Bhalla woke to the scent of jasmine in his nose. The side of his face was lightly pressed on something smooth and warm, and his arms were wrapped about someone warm and soft. He came fully awake, a bit puzzled and his mouth dry. The first thing he saw was the giant wooden bed posts with scenes carved into the mahogany. Bhalla concentrated on it until he remembered some of the scenes came from Sakuntala by Kalidasa. Others came from Krishna's youthful exploits with the milkmaids and lord Kandarpa wielding his sugarcane bow. Bhalla had never read the epic Sakuntala himself but Bheema had spouted off about it sometime ago in an effort to woo a court lady. There was a part that he, Bhalla, unintentionally committed to memory:

Thy heart, indeed, I know not:
but mine, oh! cruel, love
warms by day and by night;
and all my faculties are centered on thee.
Thee, O slender maid,
love only warms;
but me he burns;
as the day-star only stifles the fragrance of the night-flower,
but quenches the very orb of the moon.
This heart of mine,
oh thou who art of all things the dearest to it,
will have no object but thee.

If Bhalla was a poetic man, he'd have recited the stanza to Ajiona, crooning her awake but he wasn't. What he wanted to do was drape her with jewels, maybe they would speak on his behalf the depths of his feelings. Bhalla skimmed his knuckles along the bare shoulder and down the arm of the sleeping woman in his embrace, imagining how she would look covered in flashing rubies or fat gleaming freshwater pearls; thin strings of gold. Or would emerald suit her the most? Would it make her green eyes flash even more? His knuckles drew a line from her shoulder to her collarbone as he thought of the jewels his father had bestowed his mother in the early days of their marriage. According to his father, they had cost more than the jewels in Amravati and they belonged to his mother.
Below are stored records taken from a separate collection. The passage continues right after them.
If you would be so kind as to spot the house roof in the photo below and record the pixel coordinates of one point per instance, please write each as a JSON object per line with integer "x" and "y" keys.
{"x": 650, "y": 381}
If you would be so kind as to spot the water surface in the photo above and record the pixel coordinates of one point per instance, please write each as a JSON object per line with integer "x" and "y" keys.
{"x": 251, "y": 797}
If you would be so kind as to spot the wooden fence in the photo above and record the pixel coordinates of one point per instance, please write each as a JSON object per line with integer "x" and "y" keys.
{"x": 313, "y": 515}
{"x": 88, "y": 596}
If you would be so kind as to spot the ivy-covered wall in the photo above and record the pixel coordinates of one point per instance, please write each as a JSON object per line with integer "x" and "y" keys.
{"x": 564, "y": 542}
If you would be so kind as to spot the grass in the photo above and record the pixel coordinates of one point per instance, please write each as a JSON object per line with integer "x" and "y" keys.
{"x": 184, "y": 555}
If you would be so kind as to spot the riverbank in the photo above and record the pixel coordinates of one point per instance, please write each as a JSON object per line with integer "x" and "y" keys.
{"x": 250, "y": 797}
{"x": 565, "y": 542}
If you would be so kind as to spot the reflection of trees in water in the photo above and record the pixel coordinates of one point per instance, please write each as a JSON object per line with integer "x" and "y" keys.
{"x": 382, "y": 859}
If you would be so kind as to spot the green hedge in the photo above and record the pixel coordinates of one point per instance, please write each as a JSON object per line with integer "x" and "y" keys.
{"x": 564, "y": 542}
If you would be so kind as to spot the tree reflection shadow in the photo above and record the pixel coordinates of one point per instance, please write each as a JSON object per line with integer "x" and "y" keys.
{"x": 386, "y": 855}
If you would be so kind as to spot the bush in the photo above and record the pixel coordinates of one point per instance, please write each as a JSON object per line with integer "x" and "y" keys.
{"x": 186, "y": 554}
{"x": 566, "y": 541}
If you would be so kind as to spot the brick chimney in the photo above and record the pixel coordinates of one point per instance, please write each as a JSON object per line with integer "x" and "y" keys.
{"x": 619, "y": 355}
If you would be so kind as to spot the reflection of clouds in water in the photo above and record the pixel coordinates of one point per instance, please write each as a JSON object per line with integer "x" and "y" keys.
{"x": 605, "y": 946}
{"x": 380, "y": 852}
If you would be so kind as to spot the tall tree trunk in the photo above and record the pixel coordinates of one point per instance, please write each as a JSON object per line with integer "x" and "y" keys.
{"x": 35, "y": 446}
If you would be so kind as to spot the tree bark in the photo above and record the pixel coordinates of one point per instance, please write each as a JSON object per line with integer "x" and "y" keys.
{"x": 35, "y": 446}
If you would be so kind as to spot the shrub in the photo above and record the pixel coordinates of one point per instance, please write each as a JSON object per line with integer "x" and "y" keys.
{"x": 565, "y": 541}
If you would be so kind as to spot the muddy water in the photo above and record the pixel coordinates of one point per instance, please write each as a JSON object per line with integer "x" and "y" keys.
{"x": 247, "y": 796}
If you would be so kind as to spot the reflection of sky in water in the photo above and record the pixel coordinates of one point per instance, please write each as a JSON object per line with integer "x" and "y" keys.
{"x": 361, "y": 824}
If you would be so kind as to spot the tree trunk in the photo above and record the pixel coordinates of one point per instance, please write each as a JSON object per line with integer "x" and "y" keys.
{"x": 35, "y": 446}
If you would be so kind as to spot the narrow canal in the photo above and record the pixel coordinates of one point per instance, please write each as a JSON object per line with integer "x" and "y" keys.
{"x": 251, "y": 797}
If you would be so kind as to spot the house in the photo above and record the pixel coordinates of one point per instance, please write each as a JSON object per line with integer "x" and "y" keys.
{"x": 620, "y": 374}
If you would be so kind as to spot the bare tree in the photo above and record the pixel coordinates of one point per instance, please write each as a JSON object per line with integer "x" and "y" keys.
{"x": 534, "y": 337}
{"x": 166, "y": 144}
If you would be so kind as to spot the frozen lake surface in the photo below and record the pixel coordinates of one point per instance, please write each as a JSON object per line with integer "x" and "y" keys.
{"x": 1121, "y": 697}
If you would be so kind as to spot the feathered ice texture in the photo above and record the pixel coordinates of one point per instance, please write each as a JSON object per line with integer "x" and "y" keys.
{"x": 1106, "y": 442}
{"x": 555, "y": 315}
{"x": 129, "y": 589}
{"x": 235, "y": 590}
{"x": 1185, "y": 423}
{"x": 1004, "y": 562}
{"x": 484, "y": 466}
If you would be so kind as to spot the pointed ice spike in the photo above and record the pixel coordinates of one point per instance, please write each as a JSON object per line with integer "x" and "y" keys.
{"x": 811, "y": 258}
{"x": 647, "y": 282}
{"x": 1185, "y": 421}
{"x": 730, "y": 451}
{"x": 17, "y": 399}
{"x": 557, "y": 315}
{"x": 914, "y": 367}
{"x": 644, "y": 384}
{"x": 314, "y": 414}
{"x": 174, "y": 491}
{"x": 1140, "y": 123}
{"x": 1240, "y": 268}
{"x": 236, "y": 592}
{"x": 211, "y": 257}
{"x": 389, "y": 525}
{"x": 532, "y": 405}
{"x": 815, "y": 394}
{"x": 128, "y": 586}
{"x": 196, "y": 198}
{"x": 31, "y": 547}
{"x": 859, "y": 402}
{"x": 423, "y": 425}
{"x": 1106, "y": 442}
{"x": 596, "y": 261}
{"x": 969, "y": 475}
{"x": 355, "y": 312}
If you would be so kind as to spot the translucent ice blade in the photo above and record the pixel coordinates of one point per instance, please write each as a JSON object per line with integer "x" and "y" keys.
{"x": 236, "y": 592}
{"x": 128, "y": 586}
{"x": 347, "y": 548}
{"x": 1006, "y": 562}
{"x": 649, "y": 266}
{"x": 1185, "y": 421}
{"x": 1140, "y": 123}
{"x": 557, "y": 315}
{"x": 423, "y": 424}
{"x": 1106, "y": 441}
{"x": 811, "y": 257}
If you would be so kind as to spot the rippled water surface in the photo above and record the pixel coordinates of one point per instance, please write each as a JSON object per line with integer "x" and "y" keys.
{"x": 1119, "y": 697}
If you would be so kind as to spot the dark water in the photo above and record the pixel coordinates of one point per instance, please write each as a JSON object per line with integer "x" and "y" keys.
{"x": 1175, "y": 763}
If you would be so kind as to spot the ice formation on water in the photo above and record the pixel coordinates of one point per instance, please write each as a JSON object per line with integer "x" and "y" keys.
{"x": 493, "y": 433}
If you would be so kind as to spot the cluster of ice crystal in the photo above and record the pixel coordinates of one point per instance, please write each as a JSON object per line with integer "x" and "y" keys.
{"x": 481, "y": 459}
As he twined his fingers with Ajiona's, Bhalla wondered if his mother would give him some of those heirlooms to gift to Ajiona. But he wouldn't do so, Bhalla wanted to buy her the jewels himself, one he personally chose for her. He lifted the hand twined with his to the pale dawn light creeping into the room with long fingers and marveled on how perfect she was and how, for the first time in his life, he felt completely at peace, as though all was right with his world. There were no expectations of him, no talks of dharma, just him and what he wanted.